Rights groups have accused the military in mostly Buddhist Myanmar of carrying out mass rape and other atrocities during a counter-insurgency operation launched in late August in retaliation for attacks by Rohingya militants in Rakhine State.
On Wednesday, the United States said the military operation that drove 620,000 Rohingya to seek sanctuary in neighboring, largely Muslim Bangladesh, amounted to “ethnic cleansing”, echoing an accusation first leveled by top UN officials in the early days of the humanitarian crisis.
In a further warning to Myanmar’s military, the US Secretary of State Rex Tillerson raised the threat of targeted sanctions against those responsible for what he called “horrendous atrocities”.
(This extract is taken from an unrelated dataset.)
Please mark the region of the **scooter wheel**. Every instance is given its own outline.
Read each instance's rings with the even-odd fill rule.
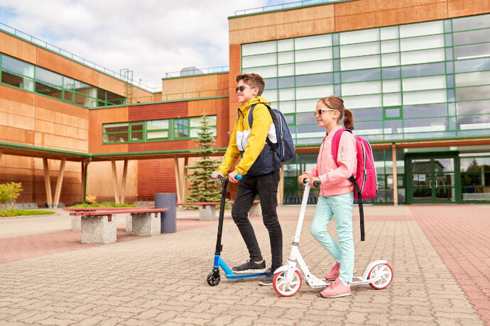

Citing fears of a backlash against Tillerson’s comments, the US embassy in Myanmar on Thursday suspended official travel to parts of Rakhine until Dec. 4 and warned citizens against visiting the areas.
For now though, Myanmar is seeking to ease international pressure by striking an initial agreement on returns, while Dhaka wants to ensure overstretched refugee camps that have mushroomed in the Cox’s Bazar region don’t become permanent.
In addition to the talks on the Rohingya who have fled since Aug. 25, Bangladesh was also likely to raise the plight of hundreds of thousands of Rohingya sheltering in Bangladesh following previous spasms of violence in Myanmar.